Your very first mortgage and a home equity loan are two completly different types of loans. A first mortgage is taken out then the home is first purchased. And a home equity loan is a loan that is given to those who already own a home and want to borrow against their equity. This is the way, their equity acts as collateral for there loan which means if they default on the home equity loan they could very well lose their house.
So obtaining a first mortgage, the borrower doesn't have any collateral other than the home itself. Therefore the amount of the there loan will be valued by the value of the home. That is why it is common to require a down payment of around 20% on there first mortgage. Lenders rarely finance 100% of the value of a home. If the borrower defaults on the loan then the lender will foreclose on it and sell it in order to recover there losses.

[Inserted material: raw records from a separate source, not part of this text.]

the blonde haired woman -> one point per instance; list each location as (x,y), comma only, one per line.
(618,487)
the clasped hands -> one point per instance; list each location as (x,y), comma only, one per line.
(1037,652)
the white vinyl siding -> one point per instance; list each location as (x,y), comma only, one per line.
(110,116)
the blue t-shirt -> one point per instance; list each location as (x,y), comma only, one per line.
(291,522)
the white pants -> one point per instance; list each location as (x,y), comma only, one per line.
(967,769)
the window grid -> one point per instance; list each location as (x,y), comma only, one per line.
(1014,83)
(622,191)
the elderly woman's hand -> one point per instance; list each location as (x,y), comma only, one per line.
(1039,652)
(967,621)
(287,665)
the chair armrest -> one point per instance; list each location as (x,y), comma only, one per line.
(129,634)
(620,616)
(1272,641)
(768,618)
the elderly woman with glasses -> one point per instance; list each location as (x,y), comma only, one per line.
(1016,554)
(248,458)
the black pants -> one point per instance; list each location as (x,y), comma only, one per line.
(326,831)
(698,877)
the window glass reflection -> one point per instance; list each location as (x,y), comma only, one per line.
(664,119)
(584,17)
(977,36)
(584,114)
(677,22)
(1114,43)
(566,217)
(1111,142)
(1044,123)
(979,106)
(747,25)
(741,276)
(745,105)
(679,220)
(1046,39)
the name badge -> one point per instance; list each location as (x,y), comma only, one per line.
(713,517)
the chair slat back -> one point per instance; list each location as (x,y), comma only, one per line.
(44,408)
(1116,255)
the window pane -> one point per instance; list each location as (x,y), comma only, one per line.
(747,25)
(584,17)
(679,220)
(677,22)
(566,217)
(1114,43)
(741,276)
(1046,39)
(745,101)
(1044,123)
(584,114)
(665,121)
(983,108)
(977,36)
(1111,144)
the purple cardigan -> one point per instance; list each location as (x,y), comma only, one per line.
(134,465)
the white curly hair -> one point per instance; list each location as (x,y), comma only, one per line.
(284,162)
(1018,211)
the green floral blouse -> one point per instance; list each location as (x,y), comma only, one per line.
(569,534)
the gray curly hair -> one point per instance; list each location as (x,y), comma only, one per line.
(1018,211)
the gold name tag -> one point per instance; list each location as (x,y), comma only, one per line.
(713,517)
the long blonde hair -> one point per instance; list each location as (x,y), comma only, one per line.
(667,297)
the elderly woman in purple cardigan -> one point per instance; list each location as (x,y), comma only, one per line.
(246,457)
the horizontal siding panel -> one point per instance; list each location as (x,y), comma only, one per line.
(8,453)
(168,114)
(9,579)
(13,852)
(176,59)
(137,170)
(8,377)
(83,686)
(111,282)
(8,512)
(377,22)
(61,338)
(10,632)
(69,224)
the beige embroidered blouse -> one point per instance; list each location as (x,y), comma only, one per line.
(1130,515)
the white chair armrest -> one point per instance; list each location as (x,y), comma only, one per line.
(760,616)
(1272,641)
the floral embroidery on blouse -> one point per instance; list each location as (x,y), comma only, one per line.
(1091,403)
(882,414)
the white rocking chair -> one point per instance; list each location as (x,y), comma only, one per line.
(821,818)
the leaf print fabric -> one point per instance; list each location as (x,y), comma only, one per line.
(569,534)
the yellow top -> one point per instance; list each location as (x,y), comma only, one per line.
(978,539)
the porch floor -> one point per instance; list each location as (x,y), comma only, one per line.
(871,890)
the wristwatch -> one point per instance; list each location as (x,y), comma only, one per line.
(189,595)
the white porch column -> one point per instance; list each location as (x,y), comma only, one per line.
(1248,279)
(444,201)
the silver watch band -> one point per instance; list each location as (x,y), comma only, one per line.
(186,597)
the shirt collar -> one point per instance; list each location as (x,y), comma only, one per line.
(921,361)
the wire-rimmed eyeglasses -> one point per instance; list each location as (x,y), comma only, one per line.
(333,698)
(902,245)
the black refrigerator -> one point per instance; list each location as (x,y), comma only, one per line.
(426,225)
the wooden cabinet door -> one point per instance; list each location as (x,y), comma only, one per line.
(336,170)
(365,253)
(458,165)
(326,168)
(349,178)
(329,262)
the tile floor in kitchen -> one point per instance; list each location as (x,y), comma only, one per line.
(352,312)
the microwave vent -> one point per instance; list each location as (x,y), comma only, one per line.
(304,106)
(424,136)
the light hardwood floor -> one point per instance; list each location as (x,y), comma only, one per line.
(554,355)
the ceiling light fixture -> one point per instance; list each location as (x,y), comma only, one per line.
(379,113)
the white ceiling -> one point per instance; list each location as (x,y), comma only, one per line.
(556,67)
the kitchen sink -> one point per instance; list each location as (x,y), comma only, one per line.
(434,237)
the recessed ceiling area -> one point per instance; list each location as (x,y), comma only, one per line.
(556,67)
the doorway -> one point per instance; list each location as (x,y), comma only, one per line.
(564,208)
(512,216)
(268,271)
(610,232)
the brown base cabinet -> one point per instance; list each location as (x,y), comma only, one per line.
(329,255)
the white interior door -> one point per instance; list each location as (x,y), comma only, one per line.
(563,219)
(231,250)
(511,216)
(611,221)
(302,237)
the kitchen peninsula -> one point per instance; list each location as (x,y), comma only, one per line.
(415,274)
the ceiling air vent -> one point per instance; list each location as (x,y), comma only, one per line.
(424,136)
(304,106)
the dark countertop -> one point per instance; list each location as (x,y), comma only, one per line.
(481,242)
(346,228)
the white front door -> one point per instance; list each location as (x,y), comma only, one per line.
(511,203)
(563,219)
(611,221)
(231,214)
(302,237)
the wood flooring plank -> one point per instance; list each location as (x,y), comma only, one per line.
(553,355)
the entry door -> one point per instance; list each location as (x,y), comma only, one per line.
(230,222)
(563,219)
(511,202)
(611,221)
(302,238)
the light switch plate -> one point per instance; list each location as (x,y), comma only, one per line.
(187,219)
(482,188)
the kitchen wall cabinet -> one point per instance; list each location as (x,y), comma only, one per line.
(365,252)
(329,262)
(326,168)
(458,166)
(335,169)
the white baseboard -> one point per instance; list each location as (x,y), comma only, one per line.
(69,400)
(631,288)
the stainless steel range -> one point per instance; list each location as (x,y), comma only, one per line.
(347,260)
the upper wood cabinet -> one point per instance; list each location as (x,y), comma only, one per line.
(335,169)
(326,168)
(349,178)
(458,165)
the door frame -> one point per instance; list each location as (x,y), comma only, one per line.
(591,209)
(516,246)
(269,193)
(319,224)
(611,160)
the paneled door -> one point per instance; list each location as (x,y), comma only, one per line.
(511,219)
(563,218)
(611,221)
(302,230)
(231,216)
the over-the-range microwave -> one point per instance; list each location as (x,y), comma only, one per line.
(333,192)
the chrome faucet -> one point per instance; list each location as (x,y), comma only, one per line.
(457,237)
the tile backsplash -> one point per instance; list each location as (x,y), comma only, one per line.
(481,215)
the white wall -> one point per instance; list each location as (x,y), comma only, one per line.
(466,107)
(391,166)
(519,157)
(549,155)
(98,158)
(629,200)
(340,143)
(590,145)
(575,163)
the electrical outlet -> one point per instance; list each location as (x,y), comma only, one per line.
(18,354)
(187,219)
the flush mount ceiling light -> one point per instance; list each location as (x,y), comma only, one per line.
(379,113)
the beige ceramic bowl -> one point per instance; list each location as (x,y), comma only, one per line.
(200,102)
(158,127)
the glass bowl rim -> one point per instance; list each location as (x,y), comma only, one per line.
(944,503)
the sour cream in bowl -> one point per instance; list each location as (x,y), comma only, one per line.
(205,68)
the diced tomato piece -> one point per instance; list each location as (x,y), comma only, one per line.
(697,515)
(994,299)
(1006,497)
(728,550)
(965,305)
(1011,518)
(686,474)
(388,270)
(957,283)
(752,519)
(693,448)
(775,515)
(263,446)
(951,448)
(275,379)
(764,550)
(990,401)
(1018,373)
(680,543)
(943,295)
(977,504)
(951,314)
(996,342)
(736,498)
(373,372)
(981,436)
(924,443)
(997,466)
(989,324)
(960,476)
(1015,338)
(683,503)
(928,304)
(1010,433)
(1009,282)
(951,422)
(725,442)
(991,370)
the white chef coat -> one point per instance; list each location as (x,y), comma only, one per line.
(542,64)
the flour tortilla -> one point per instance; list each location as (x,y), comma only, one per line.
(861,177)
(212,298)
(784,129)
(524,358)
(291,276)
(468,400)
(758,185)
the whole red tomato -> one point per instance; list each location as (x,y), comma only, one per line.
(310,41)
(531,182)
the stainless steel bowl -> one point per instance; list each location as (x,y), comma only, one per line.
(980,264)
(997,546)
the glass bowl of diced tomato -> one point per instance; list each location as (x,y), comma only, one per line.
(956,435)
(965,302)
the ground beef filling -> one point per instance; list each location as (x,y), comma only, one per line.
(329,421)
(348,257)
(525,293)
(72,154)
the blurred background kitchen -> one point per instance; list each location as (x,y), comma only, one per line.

First time home buyers often use the Fanny Mae program to help them buy the home. Fanny Mae helps those that don't have equity or collateral to buy homes. These are usually lower priced homes.
So when it comes to obtaining a home equity loan, the lender will look at the amount that is still owed on the home and compare that against its current market value. That is what determines the home's equity. The lender may choose to finance up to 100% of the equity and use the home as collateral. In any event, if the borrower is unable to make the monthly payments, the house will still be repossessed.
In addition, when taking out a home equity loan, it is possible to do a home equity plus refinance. This option is a combination of a mortgage and cash equity loan. Instead of having the original mortgage payment along with the home equity loan payment, the refinance option will bundle the two loans into one single payment. In order to use this option, one must have a good amount of equity built up in their home. Then they simply re-mortgage their home and cash out the excess equity. This is particularly beneficial when the interest rates have lowered since the home was originally mortgaged.
When buying a home or taking out a home equity loan it usually involves large sums of money, it is a good idea to make sure the terms of the loan are fully understood before signing any paperwork. Any time money is borrowed against one's home, there is the risk of losing the home if at any time in the future it can become impossible to keep up with your payments.